第2話ー魔王のいる時代ー

 魔王。

 異常なほどの潜在能力を持って生まれ、魔物を操り度々人類の領土や命をおぼやかす存在。そんな存在がまた現れたという。

 ここ数千年の歴史において何の変哲もない日常。町の人たちは「ああ、いつものことか」と大して驚かずーーいやむしろ商人は盛んに動き出してーー皆、勇者の魔王討伐を信じていた。


「不味いですね」


 ここはギルド。数千年前に魔王が現れてから急激に増加した魔物に対抗するために人類が建てた組織。であると同時に魔物を狩ることで生計を成り立てている冒険者たちの本拠地。

 そんな場所の一番奥。この国で王の次に権力があるといわれる男、ギルドマスターの部屋には暗雲が立ち込めていた。


「ギルドマスター。一部の情報を開示した冒険者たちによる勇者の捜索は未だに続いておりますが……状況は芳しくないようです」


 蒼髪が綺麗な女性、名前は確か「セシル」と言ったか。その女性が筆頭となって結成された探索隊の状況もよくないようで明らかにマスターの顔に動揺が走っていることが目に見える。
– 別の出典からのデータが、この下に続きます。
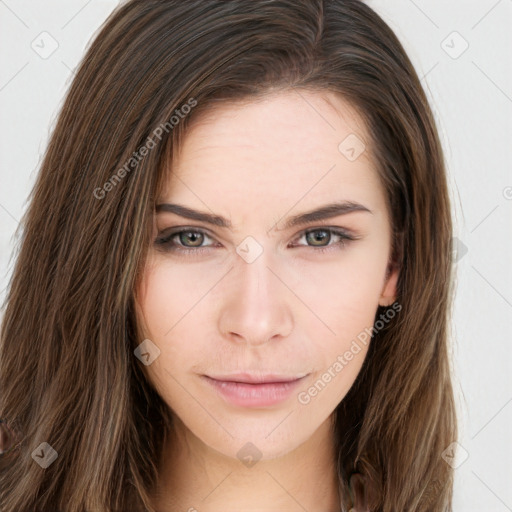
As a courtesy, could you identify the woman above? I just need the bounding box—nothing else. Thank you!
[0,0,457,512]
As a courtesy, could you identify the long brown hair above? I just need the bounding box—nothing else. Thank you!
[0,0,457,512]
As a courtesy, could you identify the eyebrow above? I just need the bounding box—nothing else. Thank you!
[155,201,373,229]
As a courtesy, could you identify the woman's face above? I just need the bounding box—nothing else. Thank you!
[137,91,397,459]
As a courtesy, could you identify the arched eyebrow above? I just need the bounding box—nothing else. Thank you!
[155,201,373,229]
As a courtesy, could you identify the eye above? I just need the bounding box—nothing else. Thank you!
[155,228,215,253]
[155,227,356,255]
[290,228,355,252]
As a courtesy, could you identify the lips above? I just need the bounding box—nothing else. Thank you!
[203,373,306,408]
[207,373,306,384]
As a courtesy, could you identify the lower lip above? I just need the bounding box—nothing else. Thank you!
[204,375,304,407]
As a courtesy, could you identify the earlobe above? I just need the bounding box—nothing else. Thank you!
[379,265,399,307]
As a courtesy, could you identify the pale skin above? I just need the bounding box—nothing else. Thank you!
[137,91,398,512]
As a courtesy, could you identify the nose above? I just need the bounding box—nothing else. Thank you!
[218,251,294,346]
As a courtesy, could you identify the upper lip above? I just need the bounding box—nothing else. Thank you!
[206,373,307,384]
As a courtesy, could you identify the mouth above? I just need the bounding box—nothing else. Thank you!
[202,373,307,407]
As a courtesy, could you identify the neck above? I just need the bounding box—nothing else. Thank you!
[155,419,340,512]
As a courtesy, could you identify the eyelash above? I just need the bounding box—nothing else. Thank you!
[155,227,358,255]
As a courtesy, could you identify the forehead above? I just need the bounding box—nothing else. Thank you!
[160,90,383,224]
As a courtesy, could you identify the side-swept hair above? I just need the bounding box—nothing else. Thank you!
[0,0,457,512]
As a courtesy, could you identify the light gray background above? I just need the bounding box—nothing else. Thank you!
[0,0,512,512]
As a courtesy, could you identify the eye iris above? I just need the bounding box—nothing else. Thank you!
[179,231,204,247]
[306,230,331,245]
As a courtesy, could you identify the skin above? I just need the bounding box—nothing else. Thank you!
[137,91,398,512]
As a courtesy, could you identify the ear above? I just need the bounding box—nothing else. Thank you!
[379,263,399,306]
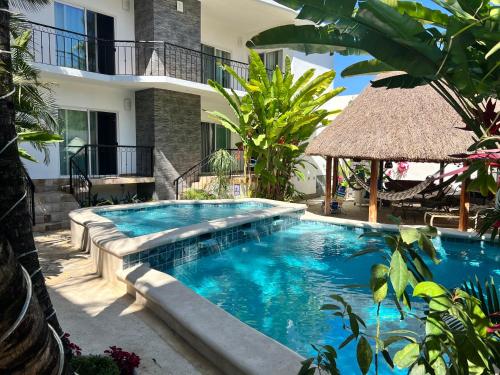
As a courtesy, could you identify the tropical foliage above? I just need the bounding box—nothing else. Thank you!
[300,219,500,375]
[6,24,62,163]
[209,51,344,200]
[248,0,500,226]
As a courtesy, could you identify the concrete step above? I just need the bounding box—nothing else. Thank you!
[33,221,70,232]
[35,211,70,224]
[33,185,80,232]
[33,178,69,193]
[35,200,80,215]
[35,191,75,204]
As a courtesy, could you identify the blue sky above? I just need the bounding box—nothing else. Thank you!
[333,53,373,95]
[333,0,438,95]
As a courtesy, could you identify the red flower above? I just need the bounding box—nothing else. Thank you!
[104,346,141,375]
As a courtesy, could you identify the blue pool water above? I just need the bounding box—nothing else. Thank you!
[98,202,273,237]
[169,222,500,374]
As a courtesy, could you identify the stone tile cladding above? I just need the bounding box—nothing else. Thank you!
[135,89,201,199]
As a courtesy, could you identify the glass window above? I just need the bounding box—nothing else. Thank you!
[265,50,283,70]
[201,44,231,88]
[215,124,231,150]
[59,109,89,176]
[55,2,87,70]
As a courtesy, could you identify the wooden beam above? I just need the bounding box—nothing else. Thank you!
[323,156,332,215]
[368,160,379,223]
[332,158,339,197]
[458,179,470,232]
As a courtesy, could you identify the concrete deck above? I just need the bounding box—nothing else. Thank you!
[35,231,220,375]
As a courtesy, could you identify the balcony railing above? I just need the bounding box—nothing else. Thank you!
[24,22,249,90]
[69,145,154,206]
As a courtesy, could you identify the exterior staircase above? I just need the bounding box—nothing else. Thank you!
[33,179,80,232]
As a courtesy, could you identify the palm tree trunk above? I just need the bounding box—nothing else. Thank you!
[0,0,69,374]
[0,235,64,375]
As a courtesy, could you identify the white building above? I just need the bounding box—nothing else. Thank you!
[15,0,352,229]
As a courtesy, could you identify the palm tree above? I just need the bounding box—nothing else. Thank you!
[0,0,67,373]
[9,23,63,163]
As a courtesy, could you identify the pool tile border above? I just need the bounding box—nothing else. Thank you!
[69,198,307,261]
[123,211,305,271]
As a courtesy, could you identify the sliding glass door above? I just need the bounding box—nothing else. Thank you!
[201,44,231,88]
[59,109,90,176]
[54,2,87,70]
[59,109,118,176]
[54,2,115,74]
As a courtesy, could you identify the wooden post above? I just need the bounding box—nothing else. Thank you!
[323,156,332,215]
[439,161,444,194]
[458,179,469,232]
[332,158,339,197]
[368,160,379,223]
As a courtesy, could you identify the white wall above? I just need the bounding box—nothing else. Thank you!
[284,49,333,77]
[21,81,136,179]
[14,0,135,40]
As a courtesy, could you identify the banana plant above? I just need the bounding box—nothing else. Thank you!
[208,50,344,200]
[247,0,500,217]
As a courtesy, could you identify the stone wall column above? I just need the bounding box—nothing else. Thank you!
[135,89,201,199]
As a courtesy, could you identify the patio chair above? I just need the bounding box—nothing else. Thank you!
[330,185,347,214]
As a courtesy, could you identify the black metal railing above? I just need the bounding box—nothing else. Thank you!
[22,167,36,225]
[174,149,245,200]
[25,22,254,90]
[69,145,154,206]
[69,158,92,207]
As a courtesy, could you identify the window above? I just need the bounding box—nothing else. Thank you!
[201,44,231,88]
[59,109,89,176]
[54,2,115,74]
[259,50,283,75]
[55,3,87,69]
[201,122,231,158]
[59,109,117,176]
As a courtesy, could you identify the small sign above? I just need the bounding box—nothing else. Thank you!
[233,184,241,197]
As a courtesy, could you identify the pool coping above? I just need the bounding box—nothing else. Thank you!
[118,265,305,375]
[69,198,307,258]
[300,210,492,242]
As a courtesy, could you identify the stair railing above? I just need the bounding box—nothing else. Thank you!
[174,149,245,200]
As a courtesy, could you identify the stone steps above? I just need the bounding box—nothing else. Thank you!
[33,179,80,232]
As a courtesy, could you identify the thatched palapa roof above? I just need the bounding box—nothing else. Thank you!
[306,75,473,162]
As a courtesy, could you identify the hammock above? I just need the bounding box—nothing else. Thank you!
[339,165,364,191]
[344,161,444,201]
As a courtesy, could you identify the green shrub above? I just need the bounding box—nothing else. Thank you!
[71,355,120,375]
[182,188,215,200]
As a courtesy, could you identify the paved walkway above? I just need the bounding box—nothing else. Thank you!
[35,231,219,375]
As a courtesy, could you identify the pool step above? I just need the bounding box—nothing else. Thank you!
[198,238,221,253]
[240,228,260,242]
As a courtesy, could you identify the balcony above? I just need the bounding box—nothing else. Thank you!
[69,145,155,206]
[24,22,249,90]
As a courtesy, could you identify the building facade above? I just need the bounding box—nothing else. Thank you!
[16,0,348,210]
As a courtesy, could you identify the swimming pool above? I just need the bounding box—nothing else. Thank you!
[166,221,500,373]
[96,202,273,237]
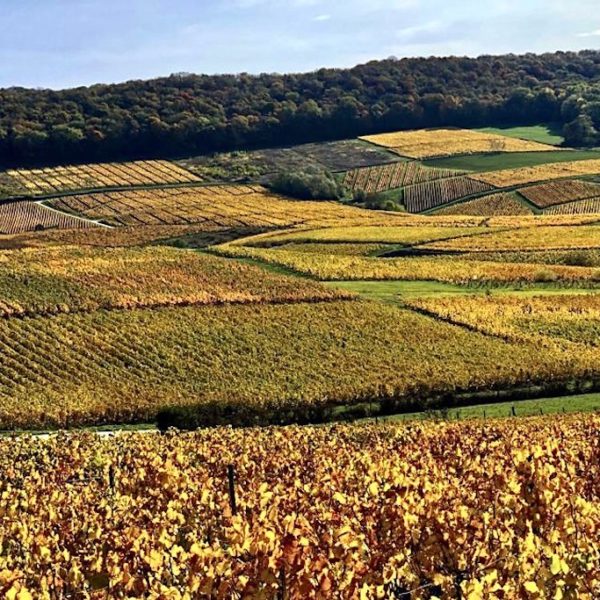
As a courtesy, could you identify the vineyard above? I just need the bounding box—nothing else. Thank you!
[0,301,598,429]
[360,129,556,159]
[427,223,600,252]
[246,223,490,247]
[544,197,600,215]
[0,415,600,600]
[470,159,600,187]
[343,161,461,194]
[5,160,199,195]
[403,177,493,213]
[406,294,600,352]
[0,200,96,234]
[43,185,405,228]
[435,192,533,217]
[519,180,600,208]
[215,244,600,286]
[0,247,347,317]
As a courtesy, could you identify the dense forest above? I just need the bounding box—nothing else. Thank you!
[0,51,600,165]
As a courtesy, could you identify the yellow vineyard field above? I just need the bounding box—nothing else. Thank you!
[470,159,600,187]
[215,244,600,285]
[427,225,600,252]
[5,160,200,195]
[435,192,533,217]
[360,129,556,159]
[0,301,600,429]
[0,247,352,317]
[0,415,600,600]
[45,185,407,227]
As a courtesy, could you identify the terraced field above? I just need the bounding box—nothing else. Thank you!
[4,160,200,196]
[360,129,556,159]
[403,177,493,213]
[0,247,348,318]
[49,185,403,228]
[343,161,461,194]
[435,192,533,217]
[0,301,598,429]
[0,200,97,234]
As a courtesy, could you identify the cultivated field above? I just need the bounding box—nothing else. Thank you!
[343,160,460,194]
[406,294,600,346]
[0,200,96,234]
[427,224,600,252]
[403,177,493,213]
[519,180,600,208]
[44,185,403,229]
[217,244,600,286]
[0,301,599,429]
[544,197,600,215]
[0,247,347,317]
[5,160,199,196]
[0,415,600,600]
[435,192,533,217]
[361,129,556,159]
[471,159,600,187]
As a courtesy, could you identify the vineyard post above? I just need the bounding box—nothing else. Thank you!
[227,465,237,516]
[278,564,286,600]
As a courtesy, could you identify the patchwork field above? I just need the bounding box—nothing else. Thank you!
[0,301,598,429]
[0,160,199,196]
[360,129,556,159]
[48,185,403,228]
[177,140,402,182]
[471,159,600,187]
[0,414,600,599]
[435,192,533,217]
[0,200,97,235]
[343,161,460,194]
[0,247,348,317]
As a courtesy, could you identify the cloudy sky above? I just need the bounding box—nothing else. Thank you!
[0,0,600,88]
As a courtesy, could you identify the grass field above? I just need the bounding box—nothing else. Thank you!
[476,123,564,146]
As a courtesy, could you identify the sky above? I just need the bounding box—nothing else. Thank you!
[0,0,600,89]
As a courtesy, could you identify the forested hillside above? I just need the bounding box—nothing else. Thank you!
[0,51,600,164]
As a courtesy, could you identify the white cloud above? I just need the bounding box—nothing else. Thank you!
[577,29,600,37]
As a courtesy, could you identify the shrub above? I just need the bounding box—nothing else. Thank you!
[269,168,344,200]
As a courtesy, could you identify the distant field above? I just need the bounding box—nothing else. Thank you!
[177,140,402,182]
[0,200,101,234]
[434,192,533,217]
[379,393,600,421]
[423,150,600,172]
[360,129,554,159]
[404,294,600,346]
[475,123,564,146]
[0,247,340,318]
[471,158,600,187]
[248,223,490,248]
[0,301,598,429]
[427,224,600,252]
[215,246,600,286]
[48,185,405,228]
[0,160,199,196]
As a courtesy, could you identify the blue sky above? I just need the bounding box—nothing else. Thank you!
[0,0,600,88]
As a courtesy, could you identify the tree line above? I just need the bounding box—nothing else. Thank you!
[0,51,600,165]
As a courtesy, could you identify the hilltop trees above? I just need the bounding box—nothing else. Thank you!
[0,51,600,164]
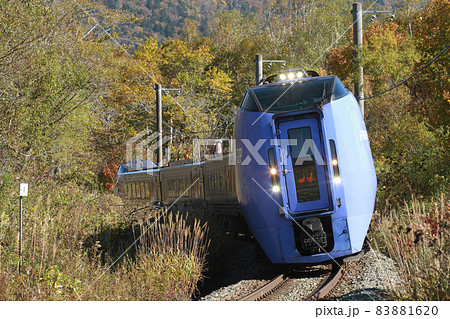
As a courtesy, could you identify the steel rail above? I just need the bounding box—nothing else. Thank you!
[239,274,289,301]
[304,263,345,301]
[239,264,345,301]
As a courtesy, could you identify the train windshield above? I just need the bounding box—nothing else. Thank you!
[252,76,333,113]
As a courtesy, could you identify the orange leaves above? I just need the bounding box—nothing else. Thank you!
[102,163,119,191]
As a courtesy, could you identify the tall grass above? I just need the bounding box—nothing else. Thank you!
[0,181,206,300]
[372,196,450,300]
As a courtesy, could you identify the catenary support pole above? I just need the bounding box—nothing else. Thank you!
[352,2,364,116]
[19,196,23,274]
[255,54,263,85]
[155,83,163,168]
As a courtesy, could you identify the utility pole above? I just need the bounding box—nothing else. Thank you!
[255,54,286,85]
[155,83,163,168]
[255,54,263,85]
[352,2,364,117]
[19,183,28,274]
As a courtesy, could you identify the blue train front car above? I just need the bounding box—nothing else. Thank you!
[234,70,376,263]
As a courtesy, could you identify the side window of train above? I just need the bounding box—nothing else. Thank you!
[333,77,349,100]
[241,92,258,112]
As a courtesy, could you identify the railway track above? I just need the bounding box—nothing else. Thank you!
[239,263,345,301]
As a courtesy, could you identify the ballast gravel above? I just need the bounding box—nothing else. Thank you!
[201,250,401,301]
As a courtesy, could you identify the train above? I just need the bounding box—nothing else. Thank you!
[117,69,377,264]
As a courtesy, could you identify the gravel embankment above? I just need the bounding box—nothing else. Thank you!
[201,250,401,301]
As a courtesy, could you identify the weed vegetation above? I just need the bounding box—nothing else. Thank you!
[0,178,206,300]
[371,196,450,300]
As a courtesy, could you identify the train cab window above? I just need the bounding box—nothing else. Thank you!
[247,76,335,113]
[288,127,320,203]
[134,183,141,198]
[241,92,259,112]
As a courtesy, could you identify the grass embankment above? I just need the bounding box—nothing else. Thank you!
[371,197,450,300]
[0,180,206,300]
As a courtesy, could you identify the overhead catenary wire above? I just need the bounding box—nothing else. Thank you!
[73,0,199,125]
[363,44,450,100]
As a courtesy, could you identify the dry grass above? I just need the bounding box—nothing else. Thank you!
[0,183,206,300]
[372,196,450,300]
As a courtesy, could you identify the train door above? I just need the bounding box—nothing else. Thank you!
[278,118,330,213]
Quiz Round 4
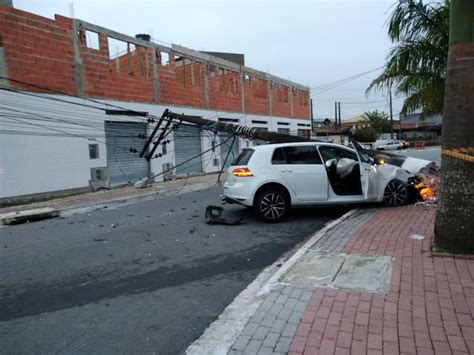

「勇者の動向が追えなくなり、魔王の動向も完全に追えなくなったと先代ギルドマスターから遺言を貰って三十年。まさか魔王だけが現れるという最悪な事態になるとは……」


 通常。魔王という存在はある一定の周期で魔物の子供の中から無作為に選ばれて植え付けられる因子である。

 そして勇者という存在は魔王の因子が魔物に付与されたと同時に「勇者の里」という場所から勇者が人類の元に訪れるのである。


 そして、魔王は現れた。にもかかわらず勇者は一向に姿を見せない。どころか、


「喜ぶべきことと言うべきかこれからを憂うべきか、魔王軍は一切の大規模攻撃を人類にしていません」


 セシルが追加の情報をいれる。その情報に安堵するものがいたが、私はその逆だった。

 昔に起こったとされる大規模な魔王軍による侵攻も文献によって現在に受け継がれているだけで私達自身が体験したわけではない。故に私は恐怖しているのだが。


 もう一度外を見る。善良な市民たちは勇者の存在を信じて疑っていない。例えどんな強大な存在が人類に襲い掛かったとしても人類の希望が我々を救ってくれると、そう信じているのである。

 いや、違うな。そう信じなければもたないのだ。心が、体が、恐怖で動かなくなりそうなのだ。

 自分自身が一番知っている。私は……人類は非力だ。一部の才能にあふれるー勇者含めー者たちを省き、私達の種族はとても弱いのだ。

 だから勇者の存在に安堵して、毎日を過ごして恐怖から目を背けて、見なかったことにして、私は……私は……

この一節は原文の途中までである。